The mismatch between the growing demand for psychological counseling and the limited availability of services has motivated research into the application of Large Language Models (LLMs) in this domain. Consequently, there is a need for a robust and unified benchmark to assess the counseling competence of various LLMs. Existing works, however, are limited by unprofessional client simulation, static question-and-answer evaluation formats, and unidimensional metrics. These limitations hinder their effectiveness in assessing a model's comprehensive ability to handle diverse and complex clients. To address this gap, we introduce \textbf{CARE-Bench}, a dynamic and interactive automated benchmark. It is built upon diverse client profiles derived from real-world counseling cases and simulated according to expert guidelines. CARE-Bench provides a multidimensional performance evaluation grounded in established psychological scales. Using CARE-Bench, we evaluate several general-purpose LLMs and specialized counseling models, revealing their current limitations. In collaboration with psychologists, we conduct a detailed analysis of the reasons for LLMs' failures when interacting with clients of different types, which provides directions for developing more comprehensive, universal, and effective counseling models.

Paper Structure

This paper contains 33 sections, 7 figures, 8 tables.

Figures (7)

  • Figure 1: A comparison between CARE-Bench and previous benchmarks.

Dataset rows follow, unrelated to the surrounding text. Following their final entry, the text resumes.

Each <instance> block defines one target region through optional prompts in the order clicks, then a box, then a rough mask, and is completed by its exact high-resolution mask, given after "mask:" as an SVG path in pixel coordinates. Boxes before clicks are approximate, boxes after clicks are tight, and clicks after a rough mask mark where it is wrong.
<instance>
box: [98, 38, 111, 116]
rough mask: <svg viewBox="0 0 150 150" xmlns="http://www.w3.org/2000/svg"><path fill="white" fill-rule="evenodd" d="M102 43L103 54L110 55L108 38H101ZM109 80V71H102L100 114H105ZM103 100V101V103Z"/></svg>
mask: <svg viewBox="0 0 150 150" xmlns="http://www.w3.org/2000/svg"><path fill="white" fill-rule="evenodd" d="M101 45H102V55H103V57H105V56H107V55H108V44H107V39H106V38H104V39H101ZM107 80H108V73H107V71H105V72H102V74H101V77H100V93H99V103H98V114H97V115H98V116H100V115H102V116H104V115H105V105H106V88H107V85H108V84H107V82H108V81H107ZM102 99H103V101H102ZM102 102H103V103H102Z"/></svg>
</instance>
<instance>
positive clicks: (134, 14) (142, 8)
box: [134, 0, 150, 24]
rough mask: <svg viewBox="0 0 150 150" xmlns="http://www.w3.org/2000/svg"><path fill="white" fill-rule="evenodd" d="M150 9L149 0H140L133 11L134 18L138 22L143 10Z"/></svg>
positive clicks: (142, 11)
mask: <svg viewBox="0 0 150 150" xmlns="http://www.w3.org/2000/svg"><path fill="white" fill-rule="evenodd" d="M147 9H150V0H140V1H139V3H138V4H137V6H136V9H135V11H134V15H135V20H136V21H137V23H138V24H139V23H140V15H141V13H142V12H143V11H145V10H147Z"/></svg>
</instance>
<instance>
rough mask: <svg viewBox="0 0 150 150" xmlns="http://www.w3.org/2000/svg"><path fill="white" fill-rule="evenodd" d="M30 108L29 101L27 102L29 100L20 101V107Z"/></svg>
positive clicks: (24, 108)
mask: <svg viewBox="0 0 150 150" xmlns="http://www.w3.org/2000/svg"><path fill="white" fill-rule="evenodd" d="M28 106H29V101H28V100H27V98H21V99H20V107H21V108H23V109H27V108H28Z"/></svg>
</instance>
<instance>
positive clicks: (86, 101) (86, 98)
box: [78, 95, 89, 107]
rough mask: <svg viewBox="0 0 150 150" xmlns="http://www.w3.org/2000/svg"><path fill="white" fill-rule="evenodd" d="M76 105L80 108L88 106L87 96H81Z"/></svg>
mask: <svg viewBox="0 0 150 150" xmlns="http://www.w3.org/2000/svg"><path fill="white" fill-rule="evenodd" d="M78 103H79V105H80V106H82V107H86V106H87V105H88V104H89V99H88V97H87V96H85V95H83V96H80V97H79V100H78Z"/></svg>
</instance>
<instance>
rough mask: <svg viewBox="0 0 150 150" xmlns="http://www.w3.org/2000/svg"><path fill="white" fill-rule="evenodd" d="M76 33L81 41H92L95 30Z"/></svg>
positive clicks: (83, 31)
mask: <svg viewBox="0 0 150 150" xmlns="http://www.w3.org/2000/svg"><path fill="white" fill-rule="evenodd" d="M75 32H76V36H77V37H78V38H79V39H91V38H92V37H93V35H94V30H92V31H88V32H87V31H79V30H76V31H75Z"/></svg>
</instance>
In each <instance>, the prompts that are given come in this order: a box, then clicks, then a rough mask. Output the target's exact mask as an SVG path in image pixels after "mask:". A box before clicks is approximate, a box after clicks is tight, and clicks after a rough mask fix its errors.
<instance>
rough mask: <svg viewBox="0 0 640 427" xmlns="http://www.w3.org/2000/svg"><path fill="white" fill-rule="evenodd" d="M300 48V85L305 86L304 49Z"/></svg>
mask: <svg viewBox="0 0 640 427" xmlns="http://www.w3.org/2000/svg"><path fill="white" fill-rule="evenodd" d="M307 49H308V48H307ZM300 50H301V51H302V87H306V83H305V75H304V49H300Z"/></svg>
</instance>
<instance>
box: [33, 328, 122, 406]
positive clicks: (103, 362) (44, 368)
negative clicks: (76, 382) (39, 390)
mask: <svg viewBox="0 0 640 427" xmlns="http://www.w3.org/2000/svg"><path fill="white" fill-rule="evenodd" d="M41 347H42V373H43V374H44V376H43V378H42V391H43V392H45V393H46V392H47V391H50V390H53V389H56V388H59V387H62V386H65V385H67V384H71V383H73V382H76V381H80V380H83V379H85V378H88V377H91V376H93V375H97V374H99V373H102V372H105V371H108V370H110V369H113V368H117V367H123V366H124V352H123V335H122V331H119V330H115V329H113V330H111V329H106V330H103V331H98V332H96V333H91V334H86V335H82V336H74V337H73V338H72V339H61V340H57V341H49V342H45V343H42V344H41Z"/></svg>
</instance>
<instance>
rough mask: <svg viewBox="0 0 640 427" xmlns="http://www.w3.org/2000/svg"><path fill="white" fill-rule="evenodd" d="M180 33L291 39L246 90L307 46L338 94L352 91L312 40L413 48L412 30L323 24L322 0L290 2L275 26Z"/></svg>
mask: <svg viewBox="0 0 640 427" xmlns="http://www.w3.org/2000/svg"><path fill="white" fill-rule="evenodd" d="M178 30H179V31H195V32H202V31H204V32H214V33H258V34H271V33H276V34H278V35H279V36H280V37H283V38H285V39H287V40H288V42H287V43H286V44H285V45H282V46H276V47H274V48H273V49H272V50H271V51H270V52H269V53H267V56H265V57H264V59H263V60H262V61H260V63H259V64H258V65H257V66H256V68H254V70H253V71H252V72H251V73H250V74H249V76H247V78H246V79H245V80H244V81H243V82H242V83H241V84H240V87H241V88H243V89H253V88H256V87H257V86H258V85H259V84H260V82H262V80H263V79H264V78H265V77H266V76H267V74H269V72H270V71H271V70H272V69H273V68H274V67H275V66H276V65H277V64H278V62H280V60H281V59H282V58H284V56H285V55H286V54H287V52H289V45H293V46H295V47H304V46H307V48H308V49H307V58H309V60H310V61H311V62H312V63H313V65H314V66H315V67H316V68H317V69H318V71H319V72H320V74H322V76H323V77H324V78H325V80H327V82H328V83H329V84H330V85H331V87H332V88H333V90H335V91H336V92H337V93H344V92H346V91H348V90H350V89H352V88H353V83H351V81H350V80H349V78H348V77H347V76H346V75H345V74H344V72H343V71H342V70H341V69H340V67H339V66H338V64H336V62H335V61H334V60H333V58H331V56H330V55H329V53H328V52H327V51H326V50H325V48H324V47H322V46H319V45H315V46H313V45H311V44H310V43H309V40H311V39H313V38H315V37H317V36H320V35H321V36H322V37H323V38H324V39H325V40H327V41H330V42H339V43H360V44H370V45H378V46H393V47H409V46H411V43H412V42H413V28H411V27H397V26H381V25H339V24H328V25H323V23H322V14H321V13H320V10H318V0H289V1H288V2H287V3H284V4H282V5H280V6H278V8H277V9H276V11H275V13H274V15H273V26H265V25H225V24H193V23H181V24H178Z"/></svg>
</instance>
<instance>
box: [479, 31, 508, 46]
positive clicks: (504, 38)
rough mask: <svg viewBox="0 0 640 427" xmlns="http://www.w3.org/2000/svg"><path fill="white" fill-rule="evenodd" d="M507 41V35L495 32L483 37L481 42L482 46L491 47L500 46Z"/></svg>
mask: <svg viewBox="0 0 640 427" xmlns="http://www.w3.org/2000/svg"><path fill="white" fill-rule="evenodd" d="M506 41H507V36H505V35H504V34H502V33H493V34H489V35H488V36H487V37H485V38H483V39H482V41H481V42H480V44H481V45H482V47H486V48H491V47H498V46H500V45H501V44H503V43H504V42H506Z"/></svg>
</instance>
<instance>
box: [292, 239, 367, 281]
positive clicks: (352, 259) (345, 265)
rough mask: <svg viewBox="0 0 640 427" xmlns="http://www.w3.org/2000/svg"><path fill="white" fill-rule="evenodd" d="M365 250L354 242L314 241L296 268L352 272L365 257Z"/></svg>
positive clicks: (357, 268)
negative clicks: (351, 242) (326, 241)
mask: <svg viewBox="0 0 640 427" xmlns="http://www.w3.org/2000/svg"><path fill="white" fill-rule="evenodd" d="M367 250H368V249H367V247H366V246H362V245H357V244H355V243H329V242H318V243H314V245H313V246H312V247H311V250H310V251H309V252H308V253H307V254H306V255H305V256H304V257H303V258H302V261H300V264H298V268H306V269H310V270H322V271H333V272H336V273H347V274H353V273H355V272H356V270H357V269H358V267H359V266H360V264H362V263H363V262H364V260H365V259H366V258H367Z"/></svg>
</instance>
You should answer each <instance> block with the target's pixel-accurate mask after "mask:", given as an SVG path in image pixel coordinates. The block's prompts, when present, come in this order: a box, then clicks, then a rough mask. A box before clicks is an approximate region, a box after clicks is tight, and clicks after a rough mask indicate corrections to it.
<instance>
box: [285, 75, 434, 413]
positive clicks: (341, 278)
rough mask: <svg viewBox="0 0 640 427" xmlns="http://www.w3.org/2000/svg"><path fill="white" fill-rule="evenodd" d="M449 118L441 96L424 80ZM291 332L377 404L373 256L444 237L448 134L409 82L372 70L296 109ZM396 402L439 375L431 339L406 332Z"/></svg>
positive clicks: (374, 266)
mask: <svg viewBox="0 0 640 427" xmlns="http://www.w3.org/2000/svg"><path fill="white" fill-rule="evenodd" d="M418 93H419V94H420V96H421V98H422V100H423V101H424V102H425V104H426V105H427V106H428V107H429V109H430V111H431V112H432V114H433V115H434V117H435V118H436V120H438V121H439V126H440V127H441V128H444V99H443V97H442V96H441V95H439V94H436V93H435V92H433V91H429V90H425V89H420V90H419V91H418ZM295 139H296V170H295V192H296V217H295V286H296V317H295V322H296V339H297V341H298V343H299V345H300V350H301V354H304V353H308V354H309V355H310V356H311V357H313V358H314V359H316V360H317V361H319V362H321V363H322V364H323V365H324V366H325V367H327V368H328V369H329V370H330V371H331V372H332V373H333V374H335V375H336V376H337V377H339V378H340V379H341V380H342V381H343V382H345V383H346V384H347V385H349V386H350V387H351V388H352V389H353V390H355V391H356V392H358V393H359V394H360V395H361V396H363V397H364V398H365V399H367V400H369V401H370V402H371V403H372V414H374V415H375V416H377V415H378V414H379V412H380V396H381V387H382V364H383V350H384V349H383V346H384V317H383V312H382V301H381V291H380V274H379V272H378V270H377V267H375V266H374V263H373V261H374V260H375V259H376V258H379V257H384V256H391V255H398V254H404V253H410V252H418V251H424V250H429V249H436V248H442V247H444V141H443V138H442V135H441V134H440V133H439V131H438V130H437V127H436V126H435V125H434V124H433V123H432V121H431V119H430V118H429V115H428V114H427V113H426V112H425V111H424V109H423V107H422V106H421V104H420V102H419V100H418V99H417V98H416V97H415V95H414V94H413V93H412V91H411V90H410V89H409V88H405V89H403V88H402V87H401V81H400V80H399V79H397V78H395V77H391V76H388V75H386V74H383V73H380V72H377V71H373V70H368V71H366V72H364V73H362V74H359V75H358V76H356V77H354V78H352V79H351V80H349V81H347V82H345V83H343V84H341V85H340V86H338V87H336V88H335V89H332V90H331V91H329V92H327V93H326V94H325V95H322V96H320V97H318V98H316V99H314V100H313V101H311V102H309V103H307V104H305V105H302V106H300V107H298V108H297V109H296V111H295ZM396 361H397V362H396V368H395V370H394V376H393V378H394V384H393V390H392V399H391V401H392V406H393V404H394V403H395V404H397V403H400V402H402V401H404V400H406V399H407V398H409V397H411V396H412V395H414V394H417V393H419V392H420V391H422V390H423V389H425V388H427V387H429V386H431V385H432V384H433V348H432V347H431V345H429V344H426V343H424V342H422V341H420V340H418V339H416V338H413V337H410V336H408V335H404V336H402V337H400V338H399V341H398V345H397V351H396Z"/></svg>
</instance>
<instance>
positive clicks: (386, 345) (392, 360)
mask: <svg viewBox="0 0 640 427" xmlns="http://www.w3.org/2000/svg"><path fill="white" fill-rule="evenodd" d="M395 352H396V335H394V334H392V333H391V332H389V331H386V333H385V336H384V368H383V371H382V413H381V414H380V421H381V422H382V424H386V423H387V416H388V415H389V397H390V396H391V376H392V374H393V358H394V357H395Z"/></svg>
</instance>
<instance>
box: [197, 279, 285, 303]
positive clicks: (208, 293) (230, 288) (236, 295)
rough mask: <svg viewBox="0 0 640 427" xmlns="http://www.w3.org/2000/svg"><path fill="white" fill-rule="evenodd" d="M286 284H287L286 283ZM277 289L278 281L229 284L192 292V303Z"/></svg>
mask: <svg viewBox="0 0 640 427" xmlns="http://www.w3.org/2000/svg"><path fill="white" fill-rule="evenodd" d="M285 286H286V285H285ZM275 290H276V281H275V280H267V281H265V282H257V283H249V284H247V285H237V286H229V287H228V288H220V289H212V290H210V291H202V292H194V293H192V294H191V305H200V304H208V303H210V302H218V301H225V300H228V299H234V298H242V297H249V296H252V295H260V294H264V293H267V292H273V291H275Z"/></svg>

CARE-Bench features more diverse client profiles and employs an expert-guided client simulation that engages in dynamic multi-turn interactions with counselor models. It adopts a multidimensional evaluation by selecting scales across therapeutic relationship, empathic understanding, and counseling skills.
  • Figure 2: Topic distribution of CARE-Bench. The number for each topic represents the case count.
  • Figure 3: The generalizability results for representative models of three different types, which are grouped by the Big Five Personality Traits categorized as "High" or "Low". The letters on the x-axis correspond to the five dimensions: Openness, Conscientiousness, Extraversion, Agreeableness, and Neuroticism. The y-axis indicates the models' average counseling score per item. Significance tests are conducted for all results (*: p $<$ 0.05, **: p $<$ 0.01, ***: p $<$ 0.001).
  • Figure 4: The interface for collecting simulation principles includes three main sections: the left panel displays the client profile, usage instructions, and collected principles; the center panel presents the dialogue between the psychologist and the simulated client; and the right panel provides a space for the psychologist to give feedback.
  • Figure 5: The generalizability results grouped by Counseling Topic. "Rel."stands for "Relationship".